Memory issues come in many different flavors:

The most common ones are explained here http://plumbr.eu/blog/understanding-java-lang-outofmemoryerror (TODO should we link to this kind of external page, maybe find a better one)?

Ensure your physical memory, and the memory assigned to the JVM are sufficient.

Memory Leak

When running out of heap space, you'll either have a good explanation for it i.e. know that you allocate big lumps of data (and how often) or you might have a memory leak, indicated by your constantly increasing memory, and not being released again, after a Garbage Collection.

Here a very simple case using JVisualVM. Take this Composer code snippet which allocates a lot of memory.

public class LineChartComposer extends SelectorComposer {
    @Wire("#linechart")
    private Chart lineChart;

    private byte[] bigMemoryBlock = new byte[100 * 1024 * 1024]; //100 MB
    ...

I we didn't know where to look in the code we can use a Heap Dump to locate it.

Heap-dump.png

I clicked the "find" button to find the 20 biggest objects on the heap.

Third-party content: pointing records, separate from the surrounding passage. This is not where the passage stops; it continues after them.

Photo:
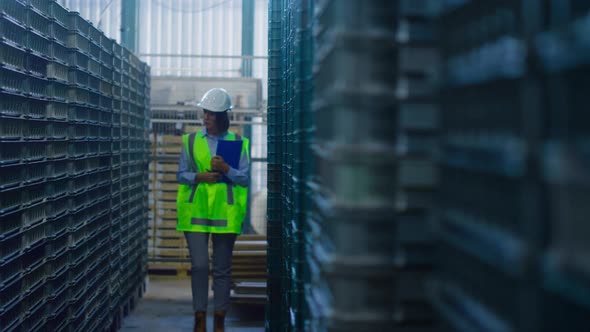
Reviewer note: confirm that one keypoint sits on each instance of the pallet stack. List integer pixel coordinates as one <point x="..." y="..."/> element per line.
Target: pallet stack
<point x="167" y="247"/>
<point x="74" y="109"/>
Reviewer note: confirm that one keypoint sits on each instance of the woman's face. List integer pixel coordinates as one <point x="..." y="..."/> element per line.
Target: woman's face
<point x="210" y="121"/>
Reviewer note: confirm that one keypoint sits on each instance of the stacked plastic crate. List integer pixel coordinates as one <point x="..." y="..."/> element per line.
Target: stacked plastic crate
<point x="491" y="225"/>
<point x="353" y="223"/>
<point x="59" y="242"/>
<point x="415" y="120"/>
<point x="561" y="49"/>
<point x="275" y="280"/>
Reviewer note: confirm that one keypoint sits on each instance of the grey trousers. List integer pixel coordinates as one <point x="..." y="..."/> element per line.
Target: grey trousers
<point x="223" y="245"/>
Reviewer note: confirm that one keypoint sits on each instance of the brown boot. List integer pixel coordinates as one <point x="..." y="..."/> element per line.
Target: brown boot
<point x="219" y="321"/>
<point x="200" y="321"/>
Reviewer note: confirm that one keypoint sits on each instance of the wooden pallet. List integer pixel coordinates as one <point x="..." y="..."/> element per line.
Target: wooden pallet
<point x="180" y="269"/>
<point x="163" y="177"/>
<point x="163" y="167"/>
<point x="162" y="205"/>
<point x="162" y="223"/>
<point x="163" y="186"/>
<point x="166" y="139"/>
<point x="163" y="195"/>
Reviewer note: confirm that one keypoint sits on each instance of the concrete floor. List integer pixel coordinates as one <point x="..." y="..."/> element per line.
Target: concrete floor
<point x="167" y="306"/>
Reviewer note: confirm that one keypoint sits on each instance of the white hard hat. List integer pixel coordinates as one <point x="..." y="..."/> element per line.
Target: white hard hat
<point x="216" y="100"/>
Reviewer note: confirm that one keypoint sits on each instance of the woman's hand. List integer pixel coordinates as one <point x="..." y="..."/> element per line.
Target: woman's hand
<point x="208" y="177"/>
<point x="218" y="164"/>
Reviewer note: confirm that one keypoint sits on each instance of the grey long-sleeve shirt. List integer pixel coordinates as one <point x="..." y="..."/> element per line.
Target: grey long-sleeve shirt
<point x="238" y="176"/>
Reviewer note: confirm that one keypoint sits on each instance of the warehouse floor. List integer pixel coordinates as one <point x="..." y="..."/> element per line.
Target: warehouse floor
<point x="166" y="306"/>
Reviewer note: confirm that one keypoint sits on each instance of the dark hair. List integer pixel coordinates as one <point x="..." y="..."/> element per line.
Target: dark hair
<point x="222" y="121"/>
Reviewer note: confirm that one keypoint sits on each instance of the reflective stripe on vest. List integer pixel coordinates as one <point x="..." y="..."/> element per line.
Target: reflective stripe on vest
<point x="211" y="208"/>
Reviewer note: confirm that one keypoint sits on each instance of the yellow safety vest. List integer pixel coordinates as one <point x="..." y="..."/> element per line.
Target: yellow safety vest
<point x="205" y="207"/>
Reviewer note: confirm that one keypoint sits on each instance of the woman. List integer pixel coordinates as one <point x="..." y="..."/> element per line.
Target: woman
<point x="212" y="198"/>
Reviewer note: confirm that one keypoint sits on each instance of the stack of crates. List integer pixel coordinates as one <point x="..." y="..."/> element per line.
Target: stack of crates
<point x="414" y="130"/>
<point x="275" y="260"/>
<point x="489" y="188"/>
<point x="562" y="50"/>
<point x="352" y="255"/>
<point x="66" y="260"/>
<point x="511" y="233"/>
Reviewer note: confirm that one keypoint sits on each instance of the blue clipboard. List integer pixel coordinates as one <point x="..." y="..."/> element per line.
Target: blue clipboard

The results tell us the following.

  • the 100MB are a big byte-array
  • our code containing an equally big chunk of memory is the LineChartComposer
  • the other classes look mostly session/desktop related

If it wasn't that obvious like here, one can always switch to the "Instances" view and check which objects are referring to this big array.

Heap-dump-instances.png

Also here we could trace the references up to the Desktop/Session objects.

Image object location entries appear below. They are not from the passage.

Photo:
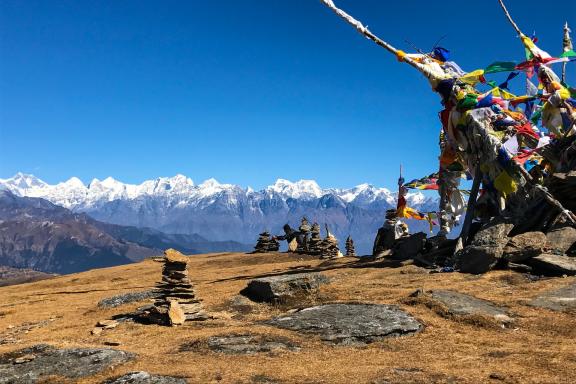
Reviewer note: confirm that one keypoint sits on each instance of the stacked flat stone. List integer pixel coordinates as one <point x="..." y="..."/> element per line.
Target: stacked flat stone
<point x="305" y="233"/>
<point x="330" y="248"/>
<point x="315" y="242"/>
<point x="350" y="250"/>
<point x="177" y="301"/>
<point x="266" y="243"/>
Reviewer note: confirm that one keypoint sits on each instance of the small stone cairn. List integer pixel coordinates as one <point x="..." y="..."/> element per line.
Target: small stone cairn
<point x="177" y="302"/>
<point x="305" y="231"/>
<point x="350" y="251"/>
<point x="266" y="243"/>
<point x="330" y="248"/>
<point x="315" y="242"/>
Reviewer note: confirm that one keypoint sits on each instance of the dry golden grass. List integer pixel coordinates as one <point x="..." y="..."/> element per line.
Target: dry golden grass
<point x="539" y="348"/>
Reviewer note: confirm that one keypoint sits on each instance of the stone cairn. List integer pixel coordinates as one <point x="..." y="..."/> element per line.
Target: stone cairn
<point x="315" y="242"/>
<point x="350" y="251"/>
<point x="330" y="248"/>
<point x="266" y="243"/>
<point x="177" y="302"/>
<point x="305" y="231"/>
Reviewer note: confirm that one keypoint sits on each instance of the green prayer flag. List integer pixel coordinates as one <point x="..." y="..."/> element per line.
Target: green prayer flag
<point x="500" y="66"/>
<point x="568" y="54"/>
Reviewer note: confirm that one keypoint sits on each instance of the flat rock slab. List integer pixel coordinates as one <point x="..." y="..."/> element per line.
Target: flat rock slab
<point x="130" y="297"/>
<point x="240" y="344"/>
<point x="459" y="304"/>
<point x="283" y="287"/>
<point x="554" y="265"/>
<point x="351" y="323"/>
<point x="249" y="344"/>
<point x="143" y="377"/>
<point x="563" y="299"/>
<point x="33" y="364"/>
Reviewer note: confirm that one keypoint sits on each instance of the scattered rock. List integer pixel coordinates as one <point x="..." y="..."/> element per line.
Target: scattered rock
<point x="561" y="240"/>
<point x="107" y="324"/>
<point x="408" y="247"/>
<point x="49" y="361"/>
<point x="143" y="377"/>
<point x="554" y="265"/>
<point x="477" y="260"/>
<point x="24" y="359"/>
<point x="283" y="287"/>
<point x="458" y="304"/>
<point x="131" y="297"/>
<point x="351" y="323"/>
<point x="563" y="299"/>
<point x="524" y="246"/>
<point x="486" y="248"/>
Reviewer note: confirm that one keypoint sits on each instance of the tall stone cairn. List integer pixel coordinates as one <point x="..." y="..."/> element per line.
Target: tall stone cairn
<point x="330" y="248"/>
<point x="266" y="244"/>
<point x="177" y="302"/>
<point x="315" y="242"/>
<point x="305" y="231"/>
<point x="350" y="251"/>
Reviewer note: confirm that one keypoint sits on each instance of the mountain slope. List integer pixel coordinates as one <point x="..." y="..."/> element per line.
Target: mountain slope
<point x="35" y="233"/>
<point x="224" y="211"/>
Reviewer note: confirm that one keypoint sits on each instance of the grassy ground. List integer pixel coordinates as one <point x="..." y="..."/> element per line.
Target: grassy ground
<point x="539" y="348"/>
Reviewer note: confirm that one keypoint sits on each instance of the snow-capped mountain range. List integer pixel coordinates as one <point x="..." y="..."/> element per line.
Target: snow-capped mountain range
<point x="222" y="211"/>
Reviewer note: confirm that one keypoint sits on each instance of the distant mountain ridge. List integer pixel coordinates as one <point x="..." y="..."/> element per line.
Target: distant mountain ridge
<point x="35" y="233"/>
<point x="223" y="211"/>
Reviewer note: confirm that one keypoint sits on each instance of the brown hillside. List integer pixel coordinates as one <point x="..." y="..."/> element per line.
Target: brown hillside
<point x="538" y="348"/>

In web applications it is a recurring problem that there are too many sessions consuming too much memory. In ZK Desktops (containing the current component tree) for a user are stored in the session. Therefore one should check the following settings:

this listener is usually enabled in web.xml, so make sure it is not commented out, or removed.
check session timeout, either here or in web.xml
check max desktops per session, if you want to put a limit here
if desktops stay alive too long, check the desktop timeout

Usually desktops are destroyed when a page is closed, however in case a browser crashes, this mechanism will not work and the desktop will stay in the session, until it times out, consuming memory for the complete component tree of the orphaned desktop.

Also a good read: 10 Tips for using the Eclipse Memory Analyzer

Monitoring ZK

To check if you have a desktop/session leak, you can add the Statistic-listener to your application, and read it's status in a simple monitoring page (keep in mind, that this page will consume an additional desktop).

Add a listener to zk.xml

<listener>
	<listener-class>org.zkoss.zk.ui.util.Statistic</listener-class>
</listener>

Example of a small monitoring page:

<zk>
   <label multiline="true">
      Active Desktops: ${desktop.webApp.configuration.monitor.activeDesktopCount}
      Active Sessions: ${desktop.webApp.configuration.monitor.activeSessionCount}

      Total Desktops: ${desktop.webApp.configuration.monitor.totalDesktopCount}
      Total Sessions: ${desktop.webApp.configuration.monitor.totalSessionCount}
   </label>
</zk>

Or you can access Statistics in Java code:

 Statistic statistic = (Statistic) WebApps.getCurrent().getConfiguration().getMonitor();
 statistic.getActiveDesktopCount();
 statistic.getActiveSessionCount();

related documentation

If you see more Sessions than you expect, your session/desktop timeout might be too long, or too many desktops give you a hint that the desktop cleanup process is not functioning properly, also [reusing desktops] can help.

ZK Server Configuration

Network Issue

If something in your network infrastrucure (routers, proxies, web servers...) is causing the performance issues, there is little you can do as web application developer.

Here some ideas to identify possible bottlenecks trying to reduce network complexity by:

  • using ip addresses directly → indicates DNS problem
  • avoiding proxies, routers, firewalls (e.g. access the application server from a browser on a remote desktop "closer" to the actual server)
  • accessing the application server directly, instead of going through a webserver or load balancer
  • disabling SSL and check difference

→ "Kindly" inform your network administrator about your observations and ask for help identifying, excluding, fixing these infrastructure problems.